Кловис Дардантор, стр. 42

— Что вы думаете теперь, дорогой мой Марсель и дорогой мой Жан, о Тлемсене?..

— Красивый город, — рассеянно ответил первый.

— Да, очень красивый, — нехотя подтвердил второй.

— Что ж, друзья, я хорошо сделал, что поймал вас, одного за ворот, а другого за штанину! Иначе скольких чудес вы бы не увидели!..

— Но при этом вы рисковали собственной жизнью, месье Дардантор, — сказал Марсель, — и поверьте, наша признательность…

— Кстати, месье Дардантор, — перебил друга Жан, — не правда ли, ваша привычка спасать таким образом людей…

— Ну, такое со мной случалось не раз, и я мог бы нацепить на грудь какую-нибудь симпатичную самодельную медаль! Именно по этой причине, несмотря на мое желание стать приемным отцом, я никого не могу усыновить!

— И даже если бы оказались в условиях, когда смогли бы стать им? — спросил Жан.

— Кто знает, дитя мое! — откликнулся Кловис Дардантор. — Но нам пора восвояси!

Обед в гостинице опять прошел невесело.
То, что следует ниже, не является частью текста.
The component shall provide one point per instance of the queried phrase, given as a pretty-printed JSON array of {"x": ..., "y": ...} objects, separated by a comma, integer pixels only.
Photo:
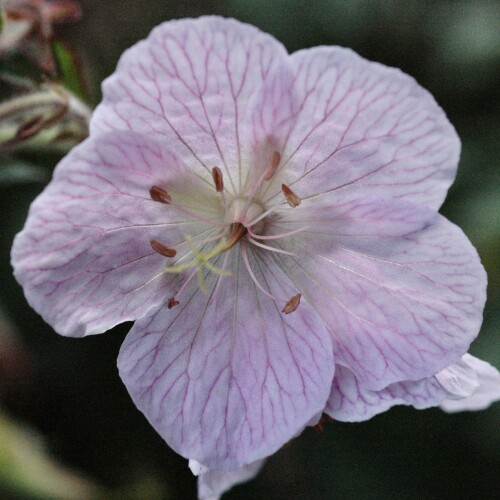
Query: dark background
[{"x": 68, "y": 391}]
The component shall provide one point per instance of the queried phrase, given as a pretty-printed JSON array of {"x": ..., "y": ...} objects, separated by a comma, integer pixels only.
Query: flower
[{"x": 270, "y": 223}]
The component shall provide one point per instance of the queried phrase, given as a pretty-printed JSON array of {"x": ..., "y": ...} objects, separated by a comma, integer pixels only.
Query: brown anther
[
  {"x": 291, "y": 197},
  {"x": 172, "y": 302},
  {"x": 160, "y": 195},
  {"x": 292, "y": 304},
  {"x": 163, "y": 249},
  {"x": 218, "y": 181},
  {"x": 275, "y": 161}
]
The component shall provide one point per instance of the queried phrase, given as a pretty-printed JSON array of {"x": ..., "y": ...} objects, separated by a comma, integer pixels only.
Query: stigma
[{"x": 246, "y": 222}]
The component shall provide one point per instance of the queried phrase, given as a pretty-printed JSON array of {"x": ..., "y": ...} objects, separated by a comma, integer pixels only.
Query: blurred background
[{"x": 68, "y": 429}]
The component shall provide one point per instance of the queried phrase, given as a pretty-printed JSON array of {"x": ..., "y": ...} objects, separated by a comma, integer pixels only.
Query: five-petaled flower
[{"x": 270, "y": 223}]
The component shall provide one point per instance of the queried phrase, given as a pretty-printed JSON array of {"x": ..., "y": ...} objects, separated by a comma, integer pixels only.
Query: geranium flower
[{"x": 270, "y": 223}]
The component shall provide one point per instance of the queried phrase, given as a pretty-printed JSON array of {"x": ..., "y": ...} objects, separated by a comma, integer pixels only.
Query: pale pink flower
[{"x": 269, "y": 221}]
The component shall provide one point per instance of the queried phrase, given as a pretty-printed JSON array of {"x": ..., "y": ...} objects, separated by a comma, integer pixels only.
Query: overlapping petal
[
  {"x": 485, "y": 376},
  {"x": 364, "y": 128},
  {"x": 468, "y": 384},
  {"x": 84, "y": 256},
  {"x": 400, "y": 288},
  {"x": 189, "y": 84},
  {"x": 350, "y": 401},
  {"x": 225, "y": 377}
]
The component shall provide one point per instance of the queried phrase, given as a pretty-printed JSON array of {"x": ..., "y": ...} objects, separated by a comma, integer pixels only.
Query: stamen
[
  {"x": 218, "y": 180},
  {"x": 292, "y": 304},
  {"x": 163, "y": 249},
  {"x": 237, "y": 231},
  {"x": 172, "y": 302},
  {"x": 291, "y": 197},
  {"x": 266, "y": 176},
  {"x": 275, "y": 236},
  {"x": 160, "y": 195},
  {"x": 275, "y": 161},
  {"x": 219, "y": 279},
  {"x": 276, "y": 208}
]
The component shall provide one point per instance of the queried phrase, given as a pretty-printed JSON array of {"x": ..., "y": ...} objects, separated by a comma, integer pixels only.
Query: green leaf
[
  {"x": 70, "y": 73},
  {"x": 16, "y": 171}
]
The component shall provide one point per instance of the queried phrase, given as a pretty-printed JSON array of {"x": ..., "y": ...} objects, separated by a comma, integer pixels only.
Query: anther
[
  {"x": 218, "y": 181},
  {"x": 160, "y": 195},
  {"x": 172, "y": 302},
  {"x": 291, "y": 197},
  {"x": 292, "y": 304},
  {"x": 275, "y": 161},
  {"x": 163, "y": 249}
]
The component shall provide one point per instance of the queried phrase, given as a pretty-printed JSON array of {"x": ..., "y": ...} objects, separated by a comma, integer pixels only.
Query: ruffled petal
[
  {"x": 225, "y": 377},
  {"x": 363, "y": 128},
  {"x": 84, "y": 257},
  {"x": 400, "y": 288},
  {"x": 189, "y": 83},
  {"x": 484, "y": 382},
  {"x": 350, "y": 401},
  {"x": 212, "y": 484}
]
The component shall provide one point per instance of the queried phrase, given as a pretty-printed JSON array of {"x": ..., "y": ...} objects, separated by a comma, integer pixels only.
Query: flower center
[{"x": 244, "y": 222}]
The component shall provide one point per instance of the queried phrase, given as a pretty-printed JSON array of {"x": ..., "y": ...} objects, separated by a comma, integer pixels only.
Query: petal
[
  {"x": 212, "y": 484},
  {"x": 459, "y": 380},
  {"x": 366, "y": 129},
  {"x": 189, "y": 83},
  {"x": 487, "y": 393},
  {"x": 225, "y": 377},
  {"x": 84, "y": 256},
  {"x": 350, "y": 401},
  {"x": 400, "y": 288}
]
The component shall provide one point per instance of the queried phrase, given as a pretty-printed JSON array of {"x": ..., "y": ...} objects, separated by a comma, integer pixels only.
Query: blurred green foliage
[{"x": 75, "y": 398}]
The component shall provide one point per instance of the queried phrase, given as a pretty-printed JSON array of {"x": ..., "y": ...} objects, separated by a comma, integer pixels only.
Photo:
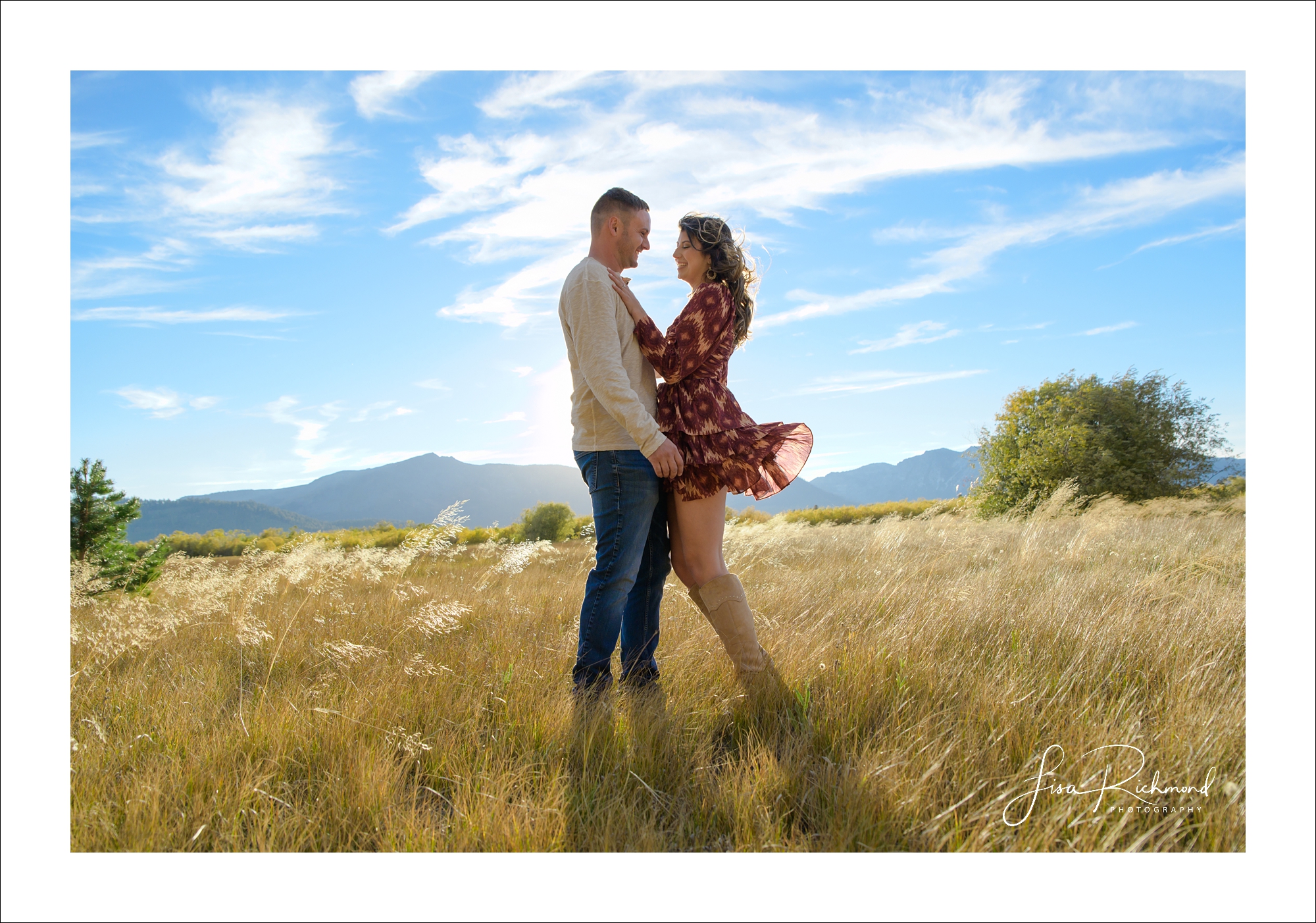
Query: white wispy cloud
[
  {"x": 376, "y": 94},
  {"x": 373, "y": 411},
  {"x": 1194, "y": 236},
  {"x": 526, "y": 194},
  {"x": 123, "y": 275},
  {"x": 867, "y": 382},
  {"x": 164, "y": 404},
  {"x": 181, "y": 317},
  {"x": 310, "y": 429},
  {"x": 268, "y": 160},
  {"x": 257, "y": 239},
  {"x": 1113, "y": 329},
  {"x": 1122, "y": 203},
  {"x": 526, "y": 92},
  {"x": 909, "y": 335}
]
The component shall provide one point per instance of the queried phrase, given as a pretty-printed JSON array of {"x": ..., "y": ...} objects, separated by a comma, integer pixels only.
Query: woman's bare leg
[
  {"x": 697, "y": 531},
  {"x": 678, "y": 548}
]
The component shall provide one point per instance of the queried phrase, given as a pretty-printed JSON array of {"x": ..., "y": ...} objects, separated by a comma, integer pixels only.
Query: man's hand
[{"x": 668, "y": 462}]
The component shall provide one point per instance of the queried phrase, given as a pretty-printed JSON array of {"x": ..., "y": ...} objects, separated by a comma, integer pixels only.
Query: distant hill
[
  {"x": 419, "y": 489},
  {"x": 799, "y": 496},
  {"x": 195, "y": 514},
  {"x": 935, "y": 475}
]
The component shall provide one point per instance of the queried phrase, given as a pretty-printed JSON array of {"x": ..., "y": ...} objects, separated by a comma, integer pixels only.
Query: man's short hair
[{"x": 613, "y": 202}]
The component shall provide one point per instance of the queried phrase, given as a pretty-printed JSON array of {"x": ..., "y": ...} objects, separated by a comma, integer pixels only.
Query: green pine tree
[
  {"x": 99, "y": 515},
  {"x": 98, "y": 518}
]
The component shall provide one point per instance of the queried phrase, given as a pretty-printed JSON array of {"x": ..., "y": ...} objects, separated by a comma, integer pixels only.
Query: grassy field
[{"x": 418, "y": 699}]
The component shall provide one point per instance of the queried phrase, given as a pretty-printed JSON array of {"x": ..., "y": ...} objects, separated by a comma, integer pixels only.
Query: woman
[{"x": 723, "y": 448}]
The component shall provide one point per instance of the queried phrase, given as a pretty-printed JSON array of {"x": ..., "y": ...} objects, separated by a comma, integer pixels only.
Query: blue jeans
[{"x": 632, "y": 562}]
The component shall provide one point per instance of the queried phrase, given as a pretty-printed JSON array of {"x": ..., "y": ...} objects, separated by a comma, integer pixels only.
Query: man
[{"x": 620, "y": 451}]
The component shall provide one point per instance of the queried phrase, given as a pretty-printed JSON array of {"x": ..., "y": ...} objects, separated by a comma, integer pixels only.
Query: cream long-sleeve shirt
[{"x": 614, "y": 389}]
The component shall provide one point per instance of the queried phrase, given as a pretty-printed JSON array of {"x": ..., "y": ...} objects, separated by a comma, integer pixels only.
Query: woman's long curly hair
[{"x": 730, "y": 264}]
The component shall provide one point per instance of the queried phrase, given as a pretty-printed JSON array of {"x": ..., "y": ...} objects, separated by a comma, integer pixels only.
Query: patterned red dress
[{"x": 722, "y": 446}]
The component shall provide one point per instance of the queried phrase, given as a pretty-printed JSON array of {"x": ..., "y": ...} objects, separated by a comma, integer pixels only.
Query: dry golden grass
[{"x": 418, "y": 699}]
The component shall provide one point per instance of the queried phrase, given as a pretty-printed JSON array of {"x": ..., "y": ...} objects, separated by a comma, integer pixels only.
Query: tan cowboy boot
[{"x": 727, "y": 609}]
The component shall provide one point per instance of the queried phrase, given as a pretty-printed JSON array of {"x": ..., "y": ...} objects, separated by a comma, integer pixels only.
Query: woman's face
[{"x": 692, "y": 264}]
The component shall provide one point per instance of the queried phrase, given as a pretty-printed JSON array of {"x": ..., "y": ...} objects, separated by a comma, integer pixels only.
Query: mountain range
[{"x": 419, "y": 489}]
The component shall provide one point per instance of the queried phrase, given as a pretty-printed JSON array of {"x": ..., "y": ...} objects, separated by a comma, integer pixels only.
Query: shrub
[
  {"x": 553, "y": 522},
  {"x": 1131, "y": 438}
]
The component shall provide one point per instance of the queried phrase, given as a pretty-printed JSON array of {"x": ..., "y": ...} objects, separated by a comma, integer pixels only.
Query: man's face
[{"x": 634, "y": 239}]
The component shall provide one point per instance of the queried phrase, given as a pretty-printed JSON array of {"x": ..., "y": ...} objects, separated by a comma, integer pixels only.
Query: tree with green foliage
[
  {"x": 549, "y": 521},
  {"x": 99, "y": 517},
  {"x": 1134, "y": 438}
]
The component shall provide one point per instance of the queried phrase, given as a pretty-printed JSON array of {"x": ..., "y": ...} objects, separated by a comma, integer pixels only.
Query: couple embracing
[{"x": 661, "y": 459}]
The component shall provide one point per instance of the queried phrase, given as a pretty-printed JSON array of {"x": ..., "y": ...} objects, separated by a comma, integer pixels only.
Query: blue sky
[{"x": 280, "y": 276}]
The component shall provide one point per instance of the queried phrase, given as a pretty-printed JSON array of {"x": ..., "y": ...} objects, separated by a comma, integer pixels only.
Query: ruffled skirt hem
[{"x": 760, "y": 460}]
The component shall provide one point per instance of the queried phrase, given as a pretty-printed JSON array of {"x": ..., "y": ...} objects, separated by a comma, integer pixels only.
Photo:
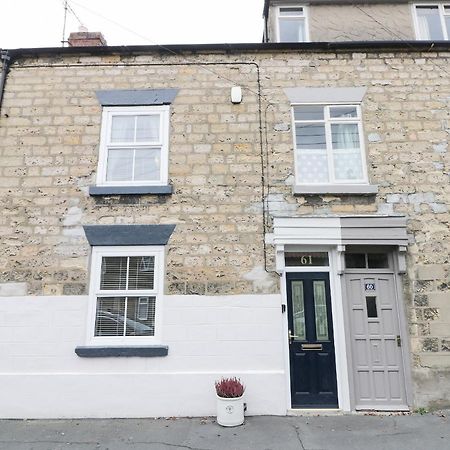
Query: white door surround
[{"x": 332, "y": 234}]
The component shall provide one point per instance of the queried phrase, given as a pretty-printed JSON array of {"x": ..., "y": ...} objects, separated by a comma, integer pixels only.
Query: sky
[{"x": 39, "y": 23}]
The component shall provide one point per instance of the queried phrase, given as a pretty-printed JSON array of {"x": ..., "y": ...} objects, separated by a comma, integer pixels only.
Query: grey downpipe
[{"x": 5, "y": 58}]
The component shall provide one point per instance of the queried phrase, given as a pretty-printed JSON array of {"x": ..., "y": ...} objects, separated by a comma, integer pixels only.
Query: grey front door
[{"x": 378, "y": 371}]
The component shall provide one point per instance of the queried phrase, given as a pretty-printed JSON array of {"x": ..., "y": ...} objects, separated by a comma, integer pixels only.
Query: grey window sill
[
  {"x": 130, "y": 190},
  {"x": 148, "y": 351},
  {"x": 343, "y": 189}
]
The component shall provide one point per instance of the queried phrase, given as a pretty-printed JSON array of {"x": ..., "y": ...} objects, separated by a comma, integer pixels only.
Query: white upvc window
[
  {"x": 329, "y": 145},
  {"x": 432, "y": 21},
  {"x": 292, "y": 24},
  {"x": 134, "y": 146},
  {"x": 125, "y": 295}
]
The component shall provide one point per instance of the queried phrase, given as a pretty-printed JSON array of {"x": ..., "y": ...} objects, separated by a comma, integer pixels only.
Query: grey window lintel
[
  {"x": 136, "y": 97},
  {"x": 148, "y": 351},
  {"x": 117, "y": 235},
  {"x": 130, "y": 190},
  {"x": 343, "y": 189}
]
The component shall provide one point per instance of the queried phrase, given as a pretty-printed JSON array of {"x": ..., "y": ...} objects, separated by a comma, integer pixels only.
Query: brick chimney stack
[{"x": 84, "y": 38}]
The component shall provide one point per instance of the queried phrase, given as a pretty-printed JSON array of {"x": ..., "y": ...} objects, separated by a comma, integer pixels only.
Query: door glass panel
[
  {"x": 371, "y": 303},
  {"x": 320, "y": 308},
  {"x": 298, "y": 310},
  {"x": 378, "y": 261}
]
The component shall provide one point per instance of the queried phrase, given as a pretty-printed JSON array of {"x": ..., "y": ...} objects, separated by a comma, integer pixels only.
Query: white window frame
[
  {"x": 442, "y": 15},
  {"x": 304, "y": 16},
  {"x": 327, "y": 122},
  {"x": 163, "y": 143},
  {"x": 94, "y": 292}
]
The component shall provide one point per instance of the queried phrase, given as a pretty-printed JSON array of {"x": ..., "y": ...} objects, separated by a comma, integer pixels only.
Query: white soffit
[
  {"x": 343, "y": 230},
  {"x": 327, "y": 95}
]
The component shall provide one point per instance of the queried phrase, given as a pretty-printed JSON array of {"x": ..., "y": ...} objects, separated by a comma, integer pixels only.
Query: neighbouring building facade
[{"x": 275, "y": 211}]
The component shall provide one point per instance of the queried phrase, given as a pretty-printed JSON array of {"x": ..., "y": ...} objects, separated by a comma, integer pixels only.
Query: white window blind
[
  {"x": 328, "y": 144},
  {"x": 126, "y": 295}
]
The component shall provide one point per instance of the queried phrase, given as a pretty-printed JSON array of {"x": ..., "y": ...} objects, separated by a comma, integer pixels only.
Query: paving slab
[{"x": 368, "y": 432}]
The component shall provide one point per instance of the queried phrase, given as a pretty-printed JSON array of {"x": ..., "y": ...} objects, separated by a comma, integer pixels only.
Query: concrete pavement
[{"x": 367, "y": 432}]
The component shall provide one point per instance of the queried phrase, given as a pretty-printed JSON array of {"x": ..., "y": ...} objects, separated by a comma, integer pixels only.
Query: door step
[{"x": 314, "y": 412}]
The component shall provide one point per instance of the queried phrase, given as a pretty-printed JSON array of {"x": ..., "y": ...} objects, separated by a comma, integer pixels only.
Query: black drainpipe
[{"x": 4, "y": 57}]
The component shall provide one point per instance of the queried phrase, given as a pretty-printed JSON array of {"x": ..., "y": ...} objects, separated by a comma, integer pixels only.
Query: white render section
[{"x": 208, "y": 337}]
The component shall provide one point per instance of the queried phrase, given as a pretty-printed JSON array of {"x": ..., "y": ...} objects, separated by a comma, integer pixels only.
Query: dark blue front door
[{"x": 311, "y": 346}]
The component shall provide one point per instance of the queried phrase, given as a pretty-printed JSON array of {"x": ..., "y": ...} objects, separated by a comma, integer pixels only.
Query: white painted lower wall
[{"x": 208, "y": 337}]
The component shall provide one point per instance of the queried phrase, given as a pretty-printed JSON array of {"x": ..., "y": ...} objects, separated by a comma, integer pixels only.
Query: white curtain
[{"x": 346, "y": 136}]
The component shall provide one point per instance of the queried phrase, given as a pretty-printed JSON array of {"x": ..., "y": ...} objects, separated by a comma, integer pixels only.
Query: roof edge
[{"x": 368, "y": 46}]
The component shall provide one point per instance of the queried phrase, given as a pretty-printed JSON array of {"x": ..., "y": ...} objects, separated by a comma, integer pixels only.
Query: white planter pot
[{"x": 230, "y": 411}]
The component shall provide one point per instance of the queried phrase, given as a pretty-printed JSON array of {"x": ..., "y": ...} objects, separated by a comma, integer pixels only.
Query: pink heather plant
[{"x": 229, "y": 388}]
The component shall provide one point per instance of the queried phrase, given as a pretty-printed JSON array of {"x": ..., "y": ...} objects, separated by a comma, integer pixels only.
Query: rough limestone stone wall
[
  {"x": 49, "y": 135},
  {"x": 406, "y": 119}
]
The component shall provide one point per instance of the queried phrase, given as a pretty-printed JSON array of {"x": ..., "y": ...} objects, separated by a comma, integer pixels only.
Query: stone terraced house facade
[{"x": 277, "y": 212}]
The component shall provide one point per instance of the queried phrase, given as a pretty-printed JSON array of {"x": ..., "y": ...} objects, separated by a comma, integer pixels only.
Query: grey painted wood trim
[
  {"x": 341, "y": 230},
  {"x": 136, "y": 97},
  {"x": 124, "y": 352},
  {"x": 327, "y": 95},
  {"x": 354, "y": 189},
  {"x": 130, "y": 190},
  {"x": 102, "y": 235}
]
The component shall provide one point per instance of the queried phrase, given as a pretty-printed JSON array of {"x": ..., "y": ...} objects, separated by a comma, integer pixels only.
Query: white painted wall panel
[{"x": 208, "y": 337}]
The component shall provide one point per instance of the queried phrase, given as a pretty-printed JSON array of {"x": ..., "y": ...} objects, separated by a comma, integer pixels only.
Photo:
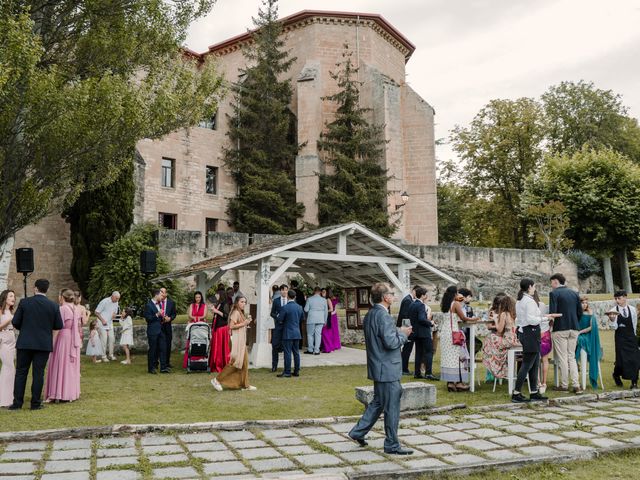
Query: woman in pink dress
[
  {"x": 331, "y": 330},
  {"x": 63, "y": 373},
  {"x": 7, "y": 347}
]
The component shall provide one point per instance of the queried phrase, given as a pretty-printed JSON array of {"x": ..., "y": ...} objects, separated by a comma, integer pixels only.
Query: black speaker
[
  {"x": 24, "y": 260},
  {"x": 148, "y": 261}
]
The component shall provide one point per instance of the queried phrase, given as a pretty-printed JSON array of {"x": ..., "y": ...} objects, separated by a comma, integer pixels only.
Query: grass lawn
[
  {"x": 610, "y": 467},
  {"x": 113, "y": 393}
]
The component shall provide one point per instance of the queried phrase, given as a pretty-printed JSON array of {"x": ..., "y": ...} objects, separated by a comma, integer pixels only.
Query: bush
[
  {"x": 587, "y": 265},
  {"x": 120, "y": 270}
]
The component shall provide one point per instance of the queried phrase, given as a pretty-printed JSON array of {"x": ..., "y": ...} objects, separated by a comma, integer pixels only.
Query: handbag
[{"x": 457, "y": 337}]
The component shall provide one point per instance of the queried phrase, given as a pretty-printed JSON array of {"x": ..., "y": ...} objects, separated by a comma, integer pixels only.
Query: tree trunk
[
  {"x": 6, "y": 253},
  {"x": 608, "y": 274},
  {"x": 624, "y": 270}
]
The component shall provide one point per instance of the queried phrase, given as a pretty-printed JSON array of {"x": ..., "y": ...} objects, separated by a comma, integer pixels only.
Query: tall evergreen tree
[
  {"x": 262, "y": 150},
  {"x": 354, "y": 186},
  {"x": 98, "y": 218}
]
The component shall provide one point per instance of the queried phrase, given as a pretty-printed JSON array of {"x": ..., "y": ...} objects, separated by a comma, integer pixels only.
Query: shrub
[
  {"x": 587, "y": 265},
  {"x": 120, "y": 270}
]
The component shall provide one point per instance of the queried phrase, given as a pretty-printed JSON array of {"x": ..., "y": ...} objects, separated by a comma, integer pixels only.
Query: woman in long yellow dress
[{"x": 235, "y": 375}]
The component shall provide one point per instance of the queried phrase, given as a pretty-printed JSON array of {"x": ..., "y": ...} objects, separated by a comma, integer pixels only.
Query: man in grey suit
[
  {"x": 317, "y": 312},
  {"x": 384, "y": 367}
]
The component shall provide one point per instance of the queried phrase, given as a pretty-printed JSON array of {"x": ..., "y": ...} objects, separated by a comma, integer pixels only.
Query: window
[
  {"x": 168, "y": 220},
  {"x": 211, "y": 225},
  {"x": 210, "y": 123},
  {"x": 212, "y": 180},
  {"x": 168, "y": 176}
]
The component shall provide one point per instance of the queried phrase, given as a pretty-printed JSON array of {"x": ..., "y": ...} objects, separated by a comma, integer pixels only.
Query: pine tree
[
  {"x": 97, "y": 218},
  {"x": 354, "y": 188},
  {"x": 263, "y": 147}
]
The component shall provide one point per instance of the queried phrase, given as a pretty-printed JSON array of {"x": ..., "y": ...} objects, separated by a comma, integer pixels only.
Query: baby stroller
[{"x": 198, "y": 347}]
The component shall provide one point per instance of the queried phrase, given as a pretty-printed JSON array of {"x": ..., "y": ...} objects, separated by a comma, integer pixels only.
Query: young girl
[
  {"x": 126, "y": 338},
  {"x": 94, "y": 345}
]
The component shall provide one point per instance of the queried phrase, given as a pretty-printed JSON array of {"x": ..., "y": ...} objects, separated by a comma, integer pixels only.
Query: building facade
[{"x": 181, "y": 181}]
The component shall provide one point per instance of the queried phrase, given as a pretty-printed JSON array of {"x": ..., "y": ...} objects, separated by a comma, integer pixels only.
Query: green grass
[
  {"x": 113, "y": 393},
  {"x": 610, "y": 467}
]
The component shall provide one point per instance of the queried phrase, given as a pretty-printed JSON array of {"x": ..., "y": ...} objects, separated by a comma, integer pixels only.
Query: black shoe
[
  {"x": 519, "y": 398},
  {"x": 400, "y": 451},
  {"x": 618, "y": 380},
  {"x": 537, "y": 397},
  {"x": 361, "y": 441}
]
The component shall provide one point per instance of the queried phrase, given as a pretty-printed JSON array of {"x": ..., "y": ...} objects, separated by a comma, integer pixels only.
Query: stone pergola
[{"x": 349, "y": 255}]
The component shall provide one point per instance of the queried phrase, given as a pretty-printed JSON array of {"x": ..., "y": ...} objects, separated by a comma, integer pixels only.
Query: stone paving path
[{"x": 463, "y": 437}]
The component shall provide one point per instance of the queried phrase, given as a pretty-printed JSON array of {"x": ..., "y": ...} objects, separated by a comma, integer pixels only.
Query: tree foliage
[
  {"x": 500, "y": 148},
  {"x": 97, "y": 218},
  {"x": 80, "y": 83},
  {"x": 601, "y": 192},
  {"x": 354, "y": 185},
  {"x": 263, "y": 144},
  {"x": 120, "y": 270}
]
У сотрапезников, судя по всему, было чемоданное настроение. И все же за десертом перпиньянец решился, наконец, преподнести изящные восточные туфельки мадемуазель Элиссан.

— Это вам на память о Тлемсене, дорогая Луиза! — сказал он.

Мадам Элиссан одобрила улыбкой трогательное внимание со стороны бывшего земляка, а в группе Дезиранделей мать Агафокла обиженно поджала губы, а отец недоуменно пожал плечами. Лицо девушки посветлело, в глазах просияла радость.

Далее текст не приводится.